The social aspect of games really has diminished.


I've met really incredible people with lastfm personally. It was around 2010 in Berlin and other European cities. Also soulseek to some extent but we've never met irl. On the other hand, I've never met or had any meaningful talk with people from dating apps/website. It just doesn't feel like it's made for people like me.


The internet should be making friends for us.

Find me everyone who GETS ME. I want a thousand or more


I’d be okay with just one :)


But think about it - humans will be able to do qualitatively new things with thousands of friends each

I was recommended The Affinities while posting about this before and currently have read halfway through. It explores that question quite well so far


Love your website!!


Welcome to my friend group

Today's idea for it: friend group multiplayer with increasing numbers required to form a team - everyone continuously invites +1

Lets all the friend groups smear and grow exponentially


I miss AIM.


Twitter?? I have more luck with Discord servers. Where people actually chat.


soulful post. for all the hell/chaos of twitter, it's still the equivalent of OkCupid for meaningful friendships.


<3


i would like a friend who is comfortable being vulnerable with me and viceversa.Idk how social media provides that.

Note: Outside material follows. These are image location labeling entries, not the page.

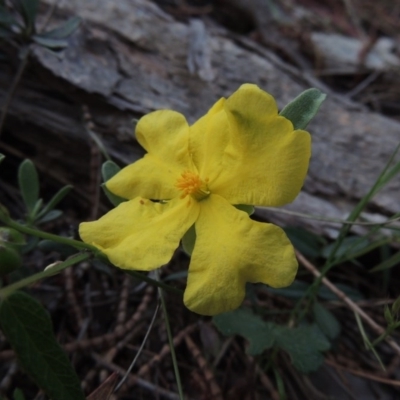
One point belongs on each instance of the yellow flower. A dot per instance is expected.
(240, 152)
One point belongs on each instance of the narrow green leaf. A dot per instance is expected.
(389, 263)
(188, 240)
(11, 236)
(10, 259)
(396, 306)
(64, 30)
(353, 293)
(303, 108)
(243, 322)
(28, 328)
(28, 181)
(326, 321)
(109, 169)
(114, 199)
(50, 216)
(50, 42)
(388, 315)
(305, 241)
(59, 196)
(295, 291)
(304, 344)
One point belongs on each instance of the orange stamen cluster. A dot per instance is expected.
(191, 184)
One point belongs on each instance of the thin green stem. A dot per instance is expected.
(77, 258)
(333, 220)
(171, 343)
(49, 236)
(13, 87)
(153, 282)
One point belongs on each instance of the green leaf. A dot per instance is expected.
(396, 306)
(243, 322)
(295, 291)
(350, 248)
(50, 246)
(349, 291)
(326, 321)
(388, 263)
(114, 199)
(10, 259)
(50, 216)
(388, 315)
(306, 242)
(28, 328)
(28, 181)
(64, 30)
(304, 344)
(303, 108)
(50, 42)
(188, 240)
(55, 200)
(11, 237)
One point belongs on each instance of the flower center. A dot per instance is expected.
(191, 184)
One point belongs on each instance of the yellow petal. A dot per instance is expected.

start by opening up yourself. if you have a family member or close friend pass away, mention that and pick up on the responses. everyone experiences that at some point, and everyone is looking for ways to cope, so you are not sharing some unusual intimate secrets, but it allows to share vulnerability without being invasive.


> it starts with twitter

No thanks. If this is the state of socialization in an era where online discourse is controlled by private interests with "agile" ethics, and people are too afraid to socialize in real life for a growing number of reasons, I'll deepen my mastery of hermitage.


I'm just as cynical.

> I’ve been on the internet since I was 14 (11 years ago).

The author is young. They weren't around to remember the early internet or life without it. Their childhood/adolescence is corporate controlled, algorithm driven websites like Youtube and Facebook. Their outlook as an "Internet native" has been shaped by the enforced behaviours of sites like Twitter.


Yes, probably the saddest thing I read this week. Self-promotion on twatter and HN is different than forming friendship. The goold old days of fora was way better to make friends from the internet IMO. Nowadays everything seems to be a link aggregator which fundamentally change how people interact with each other.

Also it may be more an academic thing, but cold emailing is a good way to make contact. Not necessarily friends thought it can happen but at least it can make projects advance, with very little (public) noise.


> The goold old days

Okay. But those days are gone. So what do you expect OP and folks growing up today to do? Shy of time travel they cant live the childhood you did and experience the magical internet of the ~90's.

Maybe their version is just as good to them as yours was to you?


Those days are not gone. Forums mated with IRC and became Discord.


Uh I guess? Wasnt the point thought that companies are shaping the online experience more now than in the past? Discord may be less moderated than most (although the controversies section of their wiki page is longer than any other section) but that seems to be more of a bug than a feature. Eventually the big acquisition or IPO will come and then the moderation will follow.


There are still plenty of decentralized (non-corporate owned) social platforms like Matrix, Scuttlebutt, Mastadon, Gemini to experiment with, set up for your own community or meet people and make friends online.


Back in my day, we'd harass the people we admired on Freenode until they gave us their email address!


> attend offline events! Be adventerous Meeting in-person is harder but increases the intimacy and richness of communication. Combine an offline meetup with a walk through a park or a museum for maximum serendipity.

Clearly you missed this part of post.